October 13 - 16, 2016 | Washington, USA

After graduation: How student loan debt relates to income, expenditures, asset accumulation, and other debt

Friday, October 14, 2016: 9:40 AM
Geoffrey Paulin, Ph.D. , Division of Consumer Expenditure Surveys, U.S. Bureau of Labor Statistics, Washington, DC
Young adults attend college for a variety of reasons:  to receive training important to increased lifetime career earnings; to learn about subjects to which they might not have access otherwise; or for life experience.  However, the cost of attending college is continually, and rapidly, increasing.  According to the U.S. Consumer Price Index (CPI), the price for education has risen faster than prices for all goods and services every year since 1993, when the CPI started publishing an education index.

Despite rising prices, demand for a college education has increased.  According to the Consumer Expenditure Survey (CE), 74 percent of single person, young adult (aged 25 to 34) consumer units (similar to households) were college educated in 1993-94, compared to 80 percent in 2013-14.  While some of these students were able to finance their education using savings, scholarships, or other means, others had to borrow at least some of the amount, and continued to owe several years after graduation.  The burden of this debt has consequences for other facets of their lives, such as the ability to purchase a first home or vehicle, to travel, or even to purchase basic goods and services, such as apparel.

In addition to detailed expenditure, demographic, and income information, the CE collects data on assets and liabilities.  Formerly included in other loans, since 2013, the CE collects student loan debt separately.  From CE microdata, single young adults aged 25 to 34 who have at least some college experience, and who are not currently in college, are selected.  This sample is divided into those with and those without student loan debt.  Within the two subsamples, income, expenditures, assets, and liabilities other than student loan debt, such as credit card balances, are compared.

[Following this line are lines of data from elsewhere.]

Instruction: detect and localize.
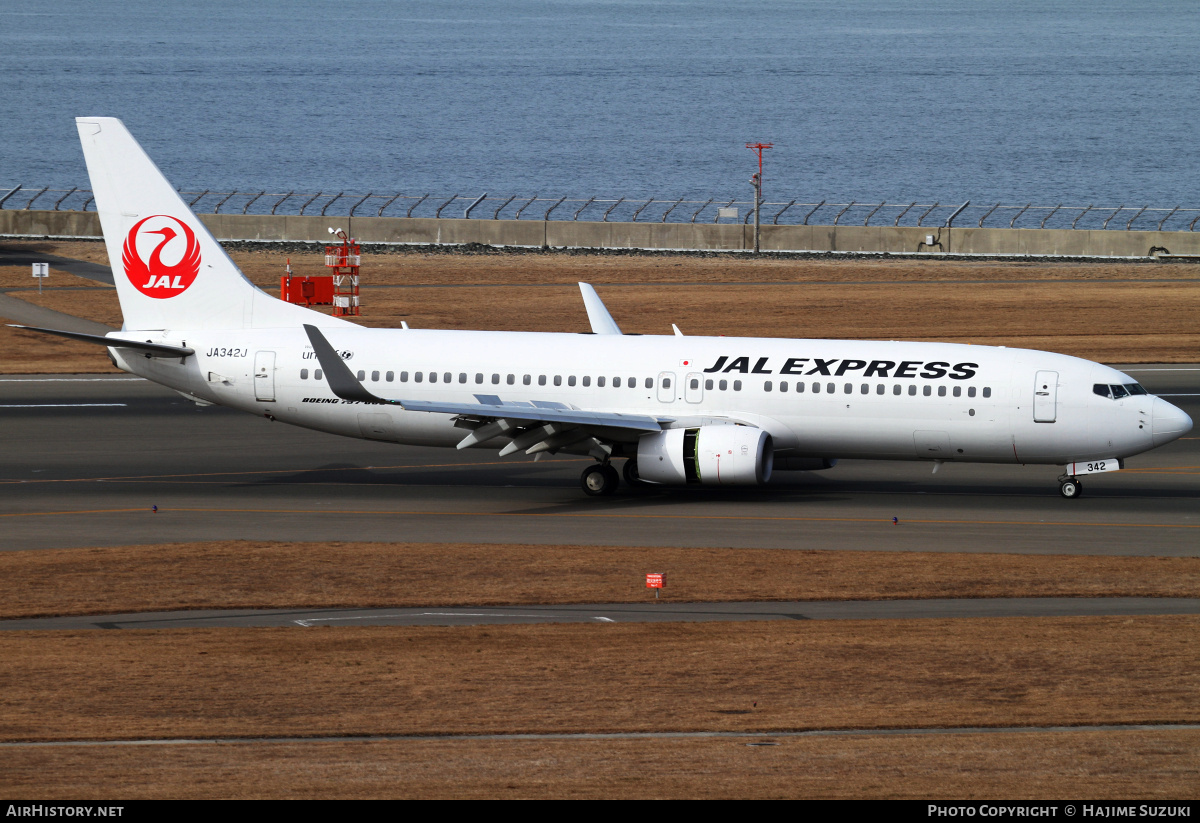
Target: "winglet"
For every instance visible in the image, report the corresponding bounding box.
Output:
[580,283,622,335]
[304,323,400,406]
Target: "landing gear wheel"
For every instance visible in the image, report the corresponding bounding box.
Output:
[1058,477,1084,500]
[620,457,650,491]
[580,464,620,497]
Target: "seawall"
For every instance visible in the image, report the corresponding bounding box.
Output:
[0,210,1200,258]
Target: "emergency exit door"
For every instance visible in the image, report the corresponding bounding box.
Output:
[254,352,275,403]
[1033,372,1058,423]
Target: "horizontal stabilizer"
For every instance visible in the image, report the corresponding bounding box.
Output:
[304,323,400,406]
[8,323,196,358]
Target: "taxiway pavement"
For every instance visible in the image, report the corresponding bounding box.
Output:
[0,365,1200,557]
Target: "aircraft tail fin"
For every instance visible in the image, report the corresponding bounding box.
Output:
[76,118,346,330]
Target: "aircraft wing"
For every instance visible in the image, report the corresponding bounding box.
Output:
[304,324,674,456]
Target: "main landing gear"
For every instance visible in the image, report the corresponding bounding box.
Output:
[1058,477,1084,500]
[580,463,620,497]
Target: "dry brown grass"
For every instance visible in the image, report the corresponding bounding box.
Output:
[0,542,1200,618]
[0,242,1200,372]
[0,318,120,374]
[0,729,1200,801]
[0,615,1200,740]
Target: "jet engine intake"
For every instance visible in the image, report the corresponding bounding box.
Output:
[637,426,775,486]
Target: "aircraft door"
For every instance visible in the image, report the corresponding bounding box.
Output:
[254,352,275,403]
[1033,372,1058,423]
[659,372,674,403]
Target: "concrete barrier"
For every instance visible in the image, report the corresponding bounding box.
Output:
[0,209,1200,258]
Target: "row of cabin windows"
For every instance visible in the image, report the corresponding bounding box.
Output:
[758,380,991,397]
[300,368,993,397]
[300,368,662,389]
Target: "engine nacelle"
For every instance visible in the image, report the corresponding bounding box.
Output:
[637,426,775,486]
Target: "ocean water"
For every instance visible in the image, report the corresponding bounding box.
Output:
[0,0,1200,228]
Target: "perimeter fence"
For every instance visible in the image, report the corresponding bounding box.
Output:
[0,185,1200,232]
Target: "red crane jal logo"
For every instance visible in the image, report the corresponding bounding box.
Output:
[121,215,200,299]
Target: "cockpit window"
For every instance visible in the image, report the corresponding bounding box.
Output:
[1092,383,1150,400]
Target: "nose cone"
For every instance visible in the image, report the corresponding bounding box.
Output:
[1151,397,1192,446]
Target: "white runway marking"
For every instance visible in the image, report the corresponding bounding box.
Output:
[292,612,546,627]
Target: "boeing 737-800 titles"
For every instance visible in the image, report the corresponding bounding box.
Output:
[14,118,1192,498]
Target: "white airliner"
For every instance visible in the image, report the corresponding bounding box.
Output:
[14,118,1192,498]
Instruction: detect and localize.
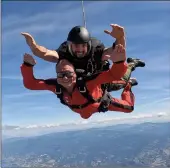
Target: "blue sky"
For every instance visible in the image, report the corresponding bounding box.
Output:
[2,1,170,136]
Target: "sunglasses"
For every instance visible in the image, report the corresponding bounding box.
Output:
[57,71,74,78]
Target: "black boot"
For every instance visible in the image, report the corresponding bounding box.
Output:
[127,58,145,71]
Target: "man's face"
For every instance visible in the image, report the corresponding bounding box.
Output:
[57,60,76,89]
[71,43,88,58]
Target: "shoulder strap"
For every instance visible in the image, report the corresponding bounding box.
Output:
[77,77,96,103]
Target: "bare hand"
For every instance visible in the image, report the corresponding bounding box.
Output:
[104,24,125,39]
[24,53,36,65]
[21,33,36,48]
[109,44,126,62]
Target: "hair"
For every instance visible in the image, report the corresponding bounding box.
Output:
[55,59,75,73]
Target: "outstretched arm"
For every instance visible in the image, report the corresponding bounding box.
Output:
[21,33,59,63]
[21,54,55,92]
[88,45,127,85]
[102,24,126,60]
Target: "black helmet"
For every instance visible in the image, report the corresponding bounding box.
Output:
[67,26,90,44]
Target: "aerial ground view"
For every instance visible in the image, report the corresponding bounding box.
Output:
[1,1,170,168]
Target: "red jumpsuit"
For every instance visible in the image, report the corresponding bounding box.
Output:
[21,63,134,119]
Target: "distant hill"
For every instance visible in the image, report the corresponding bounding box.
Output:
[3,123,170,168]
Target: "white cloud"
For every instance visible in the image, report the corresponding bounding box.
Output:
[3,112,170,130]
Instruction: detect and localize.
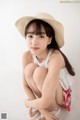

Preliminary findings show strong evidence of returns to education: Income before taxes for the sample just described is about $19,000 higher than for similar single young adults who do not have any college education.  However, within the college-educated group, these differences are less pronounced.  Those with and without debt have about the same income, and remarkably similar spending patterns.  Nevertheless, those with debt are less likely to own their homes than those without debt, and to have lower levels of liquid asset accumulation when reported values in different asset categories (retirement accounts; checking, savings, money market accounts, and certificates of deposit; and directly-held stocks, bonds and mutual funds) are compared.